The usual solution for avoiding struct sizes is adding API to allocate the struct. But since there's already space for the pointer, we can (if it's ever needed) make PyCriticalSection_Begin/PyCriticalSection_End allocate/free without breaking users. (And then we can introduce a PyCriticalSection_Begin_v2 that takes a bigger struct and doesn't allocate, and switch the macros to use it.)

Allocating memory on the heap means introducing the risk of a memory allocation failure. I don't think that we want that for a critical section.

vstinner commented 2 weeks ago

(Possibly lots more space -- stack space is only expensive in recursion, but if you're nesting critical sections you're doing it wrong. But an extra pointer is probably enough.)

We are trying to reduce the stack memory usage in Python. I don't think that adding an unused member "just in case" (for future usage) to the structure is worth it.

gvanrossum commented 2 weeks ago

To me, the possibility of PyMutex needing to expand in size seems too uncertain to worry about it. The basic lock functionality will not require extra space, ever. (If they ever do, they will have to invent a new type.)

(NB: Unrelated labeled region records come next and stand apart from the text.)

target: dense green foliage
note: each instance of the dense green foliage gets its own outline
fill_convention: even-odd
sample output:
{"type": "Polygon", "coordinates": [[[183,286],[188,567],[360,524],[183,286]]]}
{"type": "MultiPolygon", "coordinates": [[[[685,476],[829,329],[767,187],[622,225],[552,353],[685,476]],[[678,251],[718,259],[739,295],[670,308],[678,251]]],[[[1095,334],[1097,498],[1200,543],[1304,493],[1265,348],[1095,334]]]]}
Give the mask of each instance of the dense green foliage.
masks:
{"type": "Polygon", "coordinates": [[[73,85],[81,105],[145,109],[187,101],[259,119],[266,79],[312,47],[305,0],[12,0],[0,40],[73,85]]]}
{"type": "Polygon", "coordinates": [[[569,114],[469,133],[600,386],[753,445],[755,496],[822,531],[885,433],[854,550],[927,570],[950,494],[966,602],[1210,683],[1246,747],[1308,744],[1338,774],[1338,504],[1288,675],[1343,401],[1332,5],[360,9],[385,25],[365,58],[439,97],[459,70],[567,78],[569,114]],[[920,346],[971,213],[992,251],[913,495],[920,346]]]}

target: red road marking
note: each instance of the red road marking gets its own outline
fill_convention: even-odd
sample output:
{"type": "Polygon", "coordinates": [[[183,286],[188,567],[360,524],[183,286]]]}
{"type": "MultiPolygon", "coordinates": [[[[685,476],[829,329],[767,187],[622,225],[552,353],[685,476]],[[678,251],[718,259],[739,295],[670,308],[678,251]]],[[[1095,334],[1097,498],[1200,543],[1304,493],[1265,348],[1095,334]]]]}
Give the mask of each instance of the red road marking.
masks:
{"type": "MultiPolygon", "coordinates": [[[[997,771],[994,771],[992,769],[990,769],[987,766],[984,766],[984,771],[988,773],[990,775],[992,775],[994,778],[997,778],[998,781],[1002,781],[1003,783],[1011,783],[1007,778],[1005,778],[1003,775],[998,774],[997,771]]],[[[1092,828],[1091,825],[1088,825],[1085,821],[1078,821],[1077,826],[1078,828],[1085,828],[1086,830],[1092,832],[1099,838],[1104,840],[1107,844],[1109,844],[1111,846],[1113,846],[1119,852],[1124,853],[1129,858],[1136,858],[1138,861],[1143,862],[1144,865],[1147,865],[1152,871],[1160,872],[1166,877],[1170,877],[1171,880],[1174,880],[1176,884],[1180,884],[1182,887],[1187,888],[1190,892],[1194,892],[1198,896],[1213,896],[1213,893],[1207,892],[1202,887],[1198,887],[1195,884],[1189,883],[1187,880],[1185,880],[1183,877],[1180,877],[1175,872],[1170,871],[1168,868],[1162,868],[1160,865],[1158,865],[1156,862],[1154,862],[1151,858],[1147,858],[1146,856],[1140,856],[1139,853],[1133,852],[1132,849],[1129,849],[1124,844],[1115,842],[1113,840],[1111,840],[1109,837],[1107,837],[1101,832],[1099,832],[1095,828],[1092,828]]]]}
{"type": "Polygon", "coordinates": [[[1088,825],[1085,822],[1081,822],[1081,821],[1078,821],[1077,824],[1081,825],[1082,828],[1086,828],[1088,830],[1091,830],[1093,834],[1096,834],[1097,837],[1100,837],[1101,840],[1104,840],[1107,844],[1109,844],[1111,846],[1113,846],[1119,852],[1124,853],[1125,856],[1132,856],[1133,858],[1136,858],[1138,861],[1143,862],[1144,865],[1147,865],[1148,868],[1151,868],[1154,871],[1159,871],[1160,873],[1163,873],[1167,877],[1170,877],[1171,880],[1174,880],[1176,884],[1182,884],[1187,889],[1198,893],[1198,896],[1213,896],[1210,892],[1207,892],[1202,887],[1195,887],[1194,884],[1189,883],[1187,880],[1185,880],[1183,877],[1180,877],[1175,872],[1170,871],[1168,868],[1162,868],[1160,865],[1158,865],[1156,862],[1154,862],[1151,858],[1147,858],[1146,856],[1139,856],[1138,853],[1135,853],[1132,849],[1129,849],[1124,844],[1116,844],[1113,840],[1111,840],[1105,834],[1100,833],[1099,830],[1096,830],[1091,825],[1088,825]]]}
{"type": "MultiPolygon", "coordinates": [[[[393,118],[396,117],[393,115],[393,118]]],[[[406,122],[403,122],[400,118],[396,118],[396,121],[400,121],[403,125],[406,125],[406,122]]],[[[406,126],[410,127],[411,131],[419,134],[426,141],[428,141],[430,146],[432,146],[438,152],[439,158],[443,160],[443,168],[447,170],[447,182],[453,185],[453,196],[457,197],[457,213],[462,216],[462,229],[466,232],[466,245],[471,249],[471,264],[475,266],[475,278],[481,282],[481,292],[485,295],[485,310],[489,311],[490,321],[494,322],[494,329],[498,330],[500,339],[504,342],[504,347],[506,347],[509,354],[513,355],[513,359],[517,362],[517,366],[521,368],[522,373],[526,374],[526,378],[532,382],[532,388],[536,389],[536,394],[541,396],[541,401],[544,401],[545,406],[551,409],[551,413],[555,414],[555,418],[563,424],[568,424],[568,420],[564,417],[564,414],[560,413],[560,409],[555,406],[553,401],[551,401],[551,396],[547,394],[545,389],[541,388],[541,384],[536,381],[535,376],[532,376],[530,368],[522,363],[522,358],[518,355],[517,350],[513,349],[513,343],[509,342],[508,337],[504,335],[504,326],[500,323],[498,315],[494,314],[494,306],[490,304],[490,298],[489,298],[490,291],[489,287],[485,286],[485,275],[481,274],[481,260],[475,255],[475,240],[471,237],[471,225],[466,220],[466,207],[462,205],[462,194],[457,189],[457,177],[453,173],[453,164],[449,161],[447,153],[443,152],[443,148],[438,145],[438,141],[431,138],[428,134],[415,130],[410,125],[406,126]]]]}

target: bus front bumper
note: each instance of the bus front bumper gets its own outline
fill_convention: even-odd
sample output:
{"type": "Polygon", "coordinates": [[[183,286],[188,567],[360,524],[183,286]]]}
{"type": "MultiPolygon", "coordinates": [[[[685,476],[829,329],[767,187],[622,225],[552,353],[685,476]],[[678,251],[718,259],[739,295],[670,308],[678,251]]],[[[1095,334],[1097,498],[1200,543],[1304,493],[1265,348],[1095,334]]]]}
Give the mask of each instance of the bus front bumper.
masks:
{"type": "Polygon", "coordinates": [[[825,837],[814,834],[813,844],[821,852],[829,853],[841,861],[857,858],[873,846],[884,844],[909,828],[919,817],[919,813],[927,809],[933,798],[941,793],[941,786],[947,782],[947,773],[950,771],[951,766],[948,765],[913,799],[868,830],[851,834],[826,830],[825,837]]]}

The only reason to reserve extra space seems to be the idea of possibly having the lock contain a pointer to the "real" location of the lock, in case an object containing a lock is moved by a hypothetical future GC. But this feels like the wrong solution for that problem: It would make more sense for the GC to declare locked objects unmovable (there will always be reasons why a particular object can't be moved, so this would just be another reason). Also, the Stable ABI would have many other problems when GC starts moving objects, so it's also a straw man.

colesbury commented 1 week ago

It would be helpful to get a decision on this API.

It seems to me that people are supportive of the API @encukou described in https://github.com/capi-workgroup/decisions/issues/26#issuecomment-2142474336. There is still some uncertainty about future stable ABI considerations, but the current proposal does not affect the stable ABI/limited C API.

encukou commented 1 week ago

Yeah, let's do a formal vote for the API in https://github.com/capi-workgroup/decisions/issues/26#issuecomment-2142474336

zooba commented 1 week ago

This looks like an absolute nightmare to debug (it's the first time I've seen how these work), and unfortunately it's not going to solve the existing race conditions/vulnerabilities we have that I'd hoped per-object locks would help with, but the API (the macro names) are fine.

I don't see how this gets into the stable ABI at all in the future, though, nor can this be used reliably from other languages (for an arbitrary value of "other language"). If we want to go there, I think we'll need a design that doesn't rely on pointers to user-defined variables on the stack, and probably need to store it all in our thread state and return a key to the caller to store (this will be hidden in the macro for C devs, so their sources don't change).

vstinner commented 1 week ago

@colesbury: Congrats, your API got approved, I close the issue.

@zooba: Maybe some tooling can be added later to help debugging dead locks and race conditions. And yeah, for now, this API doesn't belong to the stable ABI, and I agree that a redesign may be needed if we want to make it happen later.